Une lueur orangée illumina les orbites du crâne.
— Pour commencer, on me réveille, mais en plus, je me fais engueuler. Que t’est-il arrivé pour que tu sois dans cet état ?
— Arrête de ronchonner, dis-je en souriant. On a du pain sur la planche !
Bob grogna quelque chose en vieux français – me sembla-t-il –, mais je perdis le fil quand il en arriva aux invraisemblances anatomiques des crapauds. Il bâilla et ses dents s’entrechoquèrent quand il referma la bouche.

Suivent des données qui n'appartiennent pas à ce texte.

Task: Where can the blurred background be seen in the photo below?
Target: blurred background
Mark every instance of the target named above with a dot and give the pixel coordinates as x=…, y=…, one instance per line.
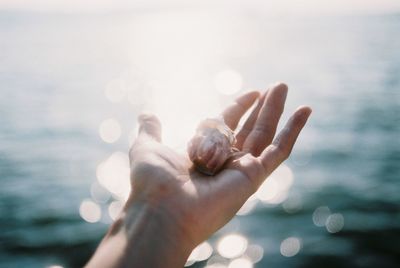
x=75, y=74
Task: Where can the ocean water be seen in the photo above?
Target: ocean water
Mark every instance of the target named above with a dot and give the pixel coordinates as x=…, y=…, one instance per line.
x=62, y=75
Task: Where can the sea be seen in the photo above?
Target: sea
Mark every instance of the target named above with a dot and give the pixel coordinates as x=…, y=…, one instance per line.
x=72, y=85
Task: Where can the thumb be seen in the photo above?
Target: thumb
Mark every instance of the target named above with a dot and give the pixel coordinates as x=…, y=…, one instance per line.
x=149, y=127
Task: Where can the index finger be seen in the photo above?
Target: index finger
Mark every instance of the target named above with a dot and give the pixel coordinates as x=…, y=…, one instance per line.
x=234, y=112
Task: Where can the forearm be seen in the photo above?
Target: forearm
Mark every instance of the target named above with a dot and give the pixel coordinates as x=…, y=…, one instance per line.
x=142, y=236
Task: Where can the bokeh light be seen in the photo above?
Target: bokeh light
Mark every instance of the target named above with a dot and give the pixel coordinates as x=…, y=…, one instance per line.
x=240, y=263
x=293, y=203
x=290, y=246
x=114, y=209
x=255, y=253
x=320, y=215
x=90, y=211
x=232, y=245
x=110, y=130
x=200, y=253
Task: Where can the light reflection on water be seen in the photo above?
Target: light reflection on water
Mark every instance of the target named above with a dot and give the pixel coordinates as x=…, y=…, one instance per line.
x=70, y=74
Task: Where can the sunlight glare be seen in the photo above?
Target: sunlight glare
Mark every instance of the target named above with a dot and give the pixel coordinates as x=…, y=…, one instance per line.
x=334, y=223
x=241, y=263
x=200, y=253
x=232, y=246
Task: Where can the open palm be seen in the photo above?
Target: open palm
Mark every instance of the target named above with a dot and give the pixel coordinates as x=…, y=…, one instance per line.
x=202, y=204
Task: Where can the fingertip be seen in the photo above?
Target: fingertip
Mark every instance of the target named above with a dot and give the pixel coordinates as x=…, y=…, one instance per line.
x=148, y=117
x=303, y=111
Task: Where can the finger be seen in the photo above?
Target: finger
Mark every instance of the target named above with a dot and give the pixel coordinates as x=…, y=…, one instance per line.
x=265, y=126
x=149, y=127
x=234, y=112
x=282, y=145
x=249, y=124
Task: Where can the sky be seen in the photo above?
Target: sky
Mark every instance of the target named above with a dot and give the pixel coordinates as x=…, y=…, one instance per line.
x=268, y=6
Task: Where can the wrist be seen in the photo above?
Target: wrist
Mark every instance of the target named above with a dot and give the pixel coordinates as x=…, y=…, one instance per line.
x=144, y=236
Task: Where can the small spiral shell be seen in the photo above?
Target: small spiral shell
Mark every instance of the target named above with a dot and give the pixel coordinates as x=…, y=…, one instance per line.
x=211, y=146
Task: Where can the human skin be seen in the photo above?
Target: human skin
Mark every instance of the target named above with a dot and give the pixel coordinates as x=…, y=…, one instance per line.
x=172, y=207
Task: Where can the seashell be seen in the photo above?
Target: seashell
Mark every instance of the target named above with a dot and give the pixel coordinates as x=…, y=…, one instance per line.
x=211, y=146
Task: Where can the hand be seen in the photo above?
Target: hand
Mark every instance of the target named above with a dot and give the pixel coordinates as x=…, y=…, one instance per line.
x=182, y=207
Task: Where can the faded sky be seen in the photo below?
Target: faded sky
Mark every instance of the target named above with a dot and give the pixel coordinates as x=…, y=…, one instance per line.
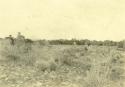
x=54, y=19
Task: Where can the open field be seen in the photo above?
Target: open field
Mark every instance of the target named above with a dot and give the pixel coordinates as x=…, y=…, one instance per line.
x=61, y=66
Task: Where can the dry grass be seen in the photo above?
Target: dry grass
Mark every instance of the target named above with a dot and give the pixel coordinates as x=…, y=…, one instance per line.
x=61, y=66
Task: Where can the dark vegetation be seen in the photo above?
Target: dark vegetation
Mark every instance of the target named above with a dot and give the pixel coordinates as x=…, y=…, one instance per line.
x=50, y=63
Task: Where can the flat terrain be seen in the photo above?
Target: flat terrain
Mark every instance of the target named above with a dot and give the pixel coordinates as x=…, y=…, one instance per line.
x=61, y=66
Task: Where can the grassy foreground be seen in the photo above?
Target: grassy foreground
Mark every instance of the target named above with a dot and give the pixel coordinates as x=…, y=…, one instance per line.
x=61, y=66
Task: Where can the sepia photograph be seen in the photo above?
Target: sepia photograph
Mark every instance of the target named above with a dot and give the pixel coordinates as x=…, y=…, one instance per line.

Bob n’était pas vraiment un crâne humain, mais un esprit de l’air. Un peu comme un fey, mais pas exactement… Ce sinistre réceptacle avait été conçu spécialement pour lui des siècles plus tôt, et son travail consistait à se souvenir des choses. On se doutera que je ne peux pas utiliser un ordinateur pour stocker des informations et suivre les subtils changements des lois de la quasi-physique. C’est la tâche de Bob. Il avait travaillé avec des dizaines de magiciens, accumulant ainsi une quantité impressionnante de connaissances. Plus un ego de la taille d’un paquebot.

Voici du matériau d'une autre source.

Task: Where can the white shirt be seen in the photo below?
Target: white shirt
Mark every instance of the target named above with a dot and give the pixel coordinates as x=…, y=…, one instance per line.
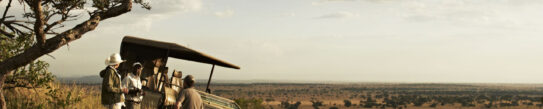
x=131, y=82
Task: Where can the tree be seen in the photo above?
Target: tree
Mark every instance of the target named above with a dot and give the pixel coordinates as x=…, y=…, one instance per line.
x=47, y=16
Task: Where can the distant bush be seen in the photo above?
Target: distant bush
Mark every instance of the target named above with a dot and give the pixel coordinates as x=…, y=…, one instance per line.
x=252, y=103
x=316, y=104
x=287, y=105
x=347, y=103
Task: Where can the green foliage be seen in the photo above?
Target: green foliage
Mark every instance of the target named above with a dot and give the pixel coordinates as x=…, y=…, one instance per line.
x=56, y=97
x=32, y=75
x=62, y=98
x=252, y=103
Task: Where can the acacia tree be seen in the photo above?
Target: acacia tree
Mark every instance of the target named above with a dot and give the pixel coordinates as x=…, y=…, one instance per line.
x=44, y=18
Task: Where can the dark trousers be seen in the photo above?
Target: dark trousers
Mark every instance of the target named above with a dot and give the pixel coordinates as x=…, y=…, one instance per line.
x=133, y=105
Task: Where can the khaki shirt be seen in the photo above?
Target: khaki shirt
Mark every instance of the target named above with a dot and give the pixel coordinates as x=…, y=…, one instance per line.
x=190, y=99
x=111, y=87
x=132, y=82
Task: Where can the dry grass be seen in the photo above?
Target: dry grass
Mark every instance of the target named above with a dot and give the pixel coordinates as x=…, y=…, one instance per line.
x=66, y=96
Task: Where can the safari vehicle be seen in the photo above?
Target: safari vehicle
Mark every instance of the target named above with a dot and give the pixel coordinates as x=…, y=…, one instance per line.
x=161, y=91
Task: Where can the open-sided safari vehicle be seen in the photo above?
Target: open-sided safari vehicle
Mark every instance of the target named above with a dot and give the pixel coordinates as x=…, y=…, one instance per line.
x=161, y=91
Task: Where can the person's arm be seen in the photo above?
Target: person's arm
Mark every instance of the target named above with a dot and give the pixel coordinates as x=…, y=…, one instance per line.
x=180, y=100
x=110, y=74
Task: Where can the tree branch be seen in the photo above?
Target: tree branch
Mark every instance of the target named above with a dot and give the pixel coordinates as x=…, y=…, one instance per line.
x=62, y=39
x=6, y=33
x=40, y=21
x=6, y=11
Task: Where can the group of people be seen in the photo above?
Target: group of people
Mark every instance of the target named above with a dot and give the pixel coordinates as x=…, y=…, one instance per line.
x=118, y=92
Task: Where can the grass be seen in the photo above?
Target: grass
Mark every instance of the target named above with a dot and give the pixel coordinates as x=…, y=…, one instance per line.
x=58, y=96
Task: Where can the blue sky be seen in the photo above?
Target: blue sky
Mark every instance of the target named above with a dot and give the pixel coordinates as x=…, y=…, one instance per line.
x=483, y=41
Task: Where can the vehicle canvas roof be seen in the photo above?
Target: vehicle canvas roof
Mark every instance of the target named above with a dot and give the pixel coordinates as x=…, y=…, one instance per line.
x=178, y=51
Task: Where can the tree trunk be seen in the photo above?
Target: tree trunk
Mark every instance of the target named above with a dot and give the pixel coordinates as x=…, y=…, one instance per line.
x=52, y=44
x=3, y=103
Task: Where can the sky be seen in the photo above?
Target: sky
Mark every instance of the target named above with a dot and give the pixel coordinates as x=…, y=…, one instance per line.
x=459, y=41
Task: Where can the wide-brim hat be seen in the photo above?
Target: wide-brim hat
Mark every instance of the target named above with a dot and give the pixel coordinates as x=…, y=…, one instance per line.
x=114, y=59
x=137, y=63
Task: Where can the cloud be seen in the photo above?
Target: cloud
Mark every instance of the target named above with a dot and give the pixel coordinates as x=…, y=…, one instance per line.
x=322, y=2
x=142, y=20
x=337, y=15
x=223, y=14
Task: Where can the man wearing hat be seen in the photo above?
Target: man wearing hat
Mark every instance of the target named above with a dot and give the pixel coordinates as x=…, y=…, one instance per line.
x=133, y=83
x=112, y=92
x=189, y=97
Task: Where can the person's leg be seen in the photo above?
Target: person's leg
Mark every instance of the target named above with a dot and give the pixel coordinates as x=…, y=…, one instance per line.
x=137, y=105
x=129, y=105
x=117, y=106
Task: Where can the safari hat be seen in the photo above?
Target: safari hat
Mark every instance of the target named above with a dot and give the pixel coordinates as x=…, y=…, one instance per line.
x=137, y=63
x=115, y=58
x=189, y=79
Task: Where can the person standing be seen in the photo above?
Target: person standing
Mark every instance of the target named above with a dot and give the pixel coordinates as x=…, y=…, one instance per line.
x=133, y=83
x=112, y=92
x=189, y=97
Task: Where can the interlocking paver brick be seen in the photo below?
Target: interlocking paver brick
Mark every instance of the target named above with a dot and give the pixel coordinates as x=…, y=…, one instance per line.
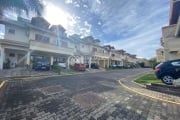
x=26, y=99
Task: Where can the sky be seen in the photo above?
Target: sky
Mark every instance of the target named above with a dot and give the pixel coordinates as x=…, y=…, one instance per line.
x=132, y=25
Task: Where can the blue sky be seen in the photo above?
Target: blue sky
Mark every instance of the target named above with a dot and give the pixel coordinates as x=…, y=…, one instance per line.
x=132, y=25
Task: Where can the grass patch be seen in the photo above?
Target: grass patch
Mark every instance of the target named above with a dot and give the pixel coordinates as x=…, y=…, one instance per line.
x=148, y=78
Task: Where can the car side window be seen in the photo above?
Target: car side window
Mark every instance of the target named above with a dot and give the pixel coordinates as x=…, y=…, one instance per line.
x=176, y=63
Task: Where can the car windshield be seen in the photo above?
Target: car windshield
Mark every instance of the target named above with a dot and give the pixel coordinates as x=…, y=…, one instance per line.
x=89, y=59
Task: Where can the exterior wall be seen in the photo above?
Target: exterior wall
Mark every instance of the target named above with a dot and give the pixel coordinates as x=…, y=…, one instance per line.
x=52, y=38
x=160, y=55
x=20, y=34
x=171, y=43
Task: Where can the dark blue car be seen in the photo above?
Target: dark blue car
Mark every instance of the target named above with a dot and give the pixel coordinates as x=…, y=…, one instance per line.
x=168, y=71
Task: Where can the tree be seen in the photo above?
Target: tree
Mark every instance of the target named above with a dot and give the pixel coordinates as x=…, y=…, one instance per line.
x=19, y=5
x=153, y=62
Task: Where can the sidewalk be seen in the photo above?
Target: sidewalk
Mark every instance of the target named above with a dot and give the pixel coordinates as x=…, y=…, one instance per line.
x=18, y=72
x=127, y=83
x=23, y=72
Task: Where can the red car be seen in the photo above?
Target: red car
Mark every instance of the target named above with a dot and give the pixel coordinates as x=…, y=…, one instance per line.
x=80, y=67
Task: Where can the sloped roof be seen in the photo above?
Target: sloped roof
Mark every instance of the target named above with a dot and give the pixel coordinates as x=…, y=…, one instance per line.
x=40, y=22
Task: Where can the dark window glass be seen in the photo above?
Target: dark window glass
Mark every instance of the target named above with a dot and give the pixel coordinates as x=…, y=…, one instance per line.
x=41, y=38
x=11, y=31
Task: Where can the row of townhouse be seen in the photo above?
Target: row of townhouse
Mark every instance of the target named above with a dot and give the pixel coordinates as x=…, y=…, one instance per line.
x=22, y=41
x=170, y=40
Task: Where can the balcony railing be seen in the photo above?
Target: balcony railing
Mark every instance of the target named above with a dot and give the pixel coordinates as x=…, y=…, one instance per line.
x=100, y=54
x=45, y=47
x=169, y=31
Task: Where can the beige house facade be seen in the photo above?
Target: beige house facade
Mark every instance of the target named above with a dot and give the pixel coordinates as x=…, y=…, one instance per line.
x=23, y=41
x=171, y=34
x=160, y=55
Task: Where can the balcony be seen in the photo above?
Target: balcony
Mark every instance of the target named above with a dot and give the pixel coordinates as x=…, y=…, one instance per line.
x=169, y=31
x=178, y=28
x=173, y=45
x=45, y=47
x=101, y=54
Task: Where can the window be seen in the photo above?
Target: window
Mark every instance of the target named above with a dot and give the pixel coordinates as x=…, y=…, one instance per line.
x=64, y=44
x=11, y=31
x=11, y=55
x=94, y=49
x=176, y=63
x=41, y=38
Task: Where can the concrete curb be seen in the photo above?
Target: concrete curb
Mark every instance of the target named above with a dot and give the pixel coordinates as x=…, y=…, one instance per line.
x=37, y=76
x=3, y=83
x=149, y=96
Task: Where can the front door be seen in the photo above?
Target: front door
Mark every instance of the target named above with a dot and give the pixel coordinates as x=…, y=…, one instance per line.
x=176, y=64
x=20, y=60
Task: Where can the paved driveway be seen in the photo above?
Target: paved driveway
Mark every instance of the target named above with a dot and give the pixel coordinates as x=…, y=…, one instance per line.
x=82, y=97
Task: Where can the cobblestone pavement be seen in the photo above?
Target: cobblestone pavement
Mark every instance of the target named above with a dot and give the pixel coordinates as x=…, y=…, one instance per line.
x=95, y=96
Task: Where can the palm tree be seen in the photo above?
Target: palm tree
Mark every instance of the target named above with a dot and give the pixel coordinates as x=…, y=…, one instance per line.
x=18, y=5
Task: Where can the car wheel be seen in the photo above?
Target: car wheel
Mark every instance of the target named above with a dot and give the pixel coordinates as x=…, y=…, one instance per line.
x=167, y=79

— Foutu mage, grommela-t-il.
— J’ai pas sommeil. On va faire quelques potions, ça te dit ?
— Comme si j’avais le choix. On fête quoi ?
Je racontai ma journée à Bob. Il siffla (pas facile sans lèvres), et dit :
— Ça sent mauvais !
— Très mauvais, oui !
— Écoute, dit-il. Laisse-moi sortir et je trouverai un moyen de te tirer de là.
Une sirène d’alarme résonna dans ma tête.
— Je t’ai déjà laissé sortir une fois, Bob. Tu te souviens ?
Il hocha la tête en grattant le bois de la table avec sa mâchoire.
— La maison des étudiantes. Oui, je me souviens.
Je me rembrunis et mis un peu d’eau à bouillir.
— Puisque tu es un pur esprit, je n’arrive pas à comprendre pourquoi tu es aussi porté sur le sexe !
— C’est un intérêt purement scientifique, Harry ! se défendit Bob.
— Ah oui ? Eh bien, je doute que laisser ton intérêt scientifique mater les gens chez eux soit une bonne idée.
— Attends un peu. Ma soif de connaissance ne se limite pas à regarder chez…
— Stop ! Je ne veux rien savoir.
— Ta perception de ma sortie est tellement grivoise ! Tu insultes ma virilité, Harry !
— Bob, tu es un crâne. Tu n’as pas de virilité à insulter !
— C’est ça, oui… Hôpital, charité, tout ça. Et si on parlait de ta vie amoureuse ? La plupart des hommes ont d’autres choses à faire la nuit que de jouer au petit chimiste.
— Puisque tu en parles, répondis-je, j’ai un rendez-vous samedi soir.
Les yeux de Bob passèrent de l’orange au rouge.
— Ooooooooh ! Elle est belle ?
— Couleur café, cheveux noirs, yeux noirs. Des jambes du feu de Dieu. Intelligente. Sexy comme un rêve d’adolescent.
— Tu crois qu’elle voudra visiter le labo ?
— Tu n’es qu’un pur esprit, rappelle-toi.
— Bon, sérieusement, si elle est si fantastique, elle fiche quoi avec toi ? Tu n’es pas vraiment sire Gauvain, non plus.